The first thing to say is that publishing a list of one’s holdings, mistakes and all, is a really gutsy thing to do. So, kudos to him for that. The second point to be made is that each investor is his or her own person with their own means, needs, skills, goals, opportunities, and obligations and what they are doing isn’t likely to be what you would do or how you would do it.
Those things said, I think the portfolio lacks discipline. It’s a machine gunner’s “spray and pray” portfolio, rather than a sniper’s "one shot, one kill’ portfolio. Years ago, when I was trading bonds, I typically carried 250 to 300 positions, because that was the best way to manage my risks. With stocks, however, and the ability to trail stops and to hedge with the use inverse ETFs, much more than 30 to 40 positions is too many to track and manage. (IMHO, natch.)

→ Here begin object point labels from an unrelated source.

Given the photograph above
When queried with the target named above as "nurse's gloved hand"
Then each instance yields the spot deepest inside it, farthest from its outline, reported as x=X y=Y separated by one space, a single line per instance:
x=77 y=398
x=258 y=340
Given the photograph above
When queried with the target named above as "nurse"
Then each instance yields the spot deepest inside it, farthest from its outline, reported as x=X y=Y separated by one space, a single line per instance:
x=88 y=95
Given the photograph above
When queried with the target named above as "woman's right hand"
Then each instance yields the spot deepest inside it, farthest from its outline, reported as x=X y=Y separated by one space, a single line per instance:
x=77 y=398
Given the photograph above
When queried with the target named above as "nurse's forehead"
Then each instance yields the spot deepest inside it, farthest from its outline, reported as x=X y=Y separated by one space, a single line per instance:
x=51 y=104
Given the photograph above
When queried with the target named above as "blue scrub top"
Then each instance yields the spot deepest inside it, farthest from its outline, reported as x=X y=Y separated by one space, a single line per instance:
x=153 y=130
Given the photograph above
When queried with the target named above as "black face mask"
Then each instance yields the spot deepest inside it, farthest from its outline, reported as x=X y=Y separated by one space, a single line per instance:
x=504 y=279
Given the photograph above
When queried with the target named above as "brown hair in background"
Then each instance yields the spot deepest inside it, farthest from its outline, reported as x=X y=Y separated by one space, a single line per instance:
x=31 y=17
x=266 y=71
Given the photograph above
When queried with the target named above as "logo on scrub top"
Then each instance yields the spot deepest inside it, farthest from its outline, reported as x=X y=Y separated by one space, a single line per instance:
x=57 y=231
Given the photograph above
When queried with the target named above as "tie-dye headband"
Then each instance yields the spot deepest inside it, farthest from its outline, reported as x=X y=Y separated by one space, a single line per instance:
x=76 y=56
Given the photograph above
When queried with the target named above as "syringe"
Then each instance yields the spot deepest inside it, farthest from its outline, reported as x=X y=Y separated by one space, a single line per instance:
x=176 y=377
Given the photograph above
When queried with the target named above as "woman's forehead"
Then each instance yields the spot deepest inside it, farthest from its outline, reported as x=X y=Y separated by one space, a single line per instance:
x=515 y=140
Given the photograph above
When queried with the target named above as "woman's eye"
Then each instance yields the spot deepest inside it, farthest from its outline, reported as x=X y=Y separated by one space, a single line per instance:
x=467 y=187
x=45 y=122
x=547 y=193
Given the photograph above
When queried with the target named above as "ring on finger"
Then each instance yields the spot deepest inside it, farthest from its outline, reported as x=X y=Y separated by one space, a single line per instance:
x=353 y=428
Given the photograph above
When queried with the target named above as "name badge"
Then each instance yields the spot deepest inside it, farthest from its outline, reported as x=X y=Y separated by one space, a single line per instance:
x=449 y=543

So, which of Paul’s 188 positions should have been cut? The biggest losers, obviously, and before they became big losers. But there’s something even more important that’s missing, namely, “How many of those positions really are just the same bet?”
In other words, is a stock position not working due to specific company fundamentals, or is it due to factors that are trashing the whole industry/sector? If so, why not be short that industry or sector instead of long a specific company within that industry/sector? OTOH, if the industry/sector is doing well, as the gold and silver miners have been for months now, why own shares of companies within that industry/sector instead of just buying an index fund that tracks the industry/sector such as GDX, GDXJ, SIL, SilJ?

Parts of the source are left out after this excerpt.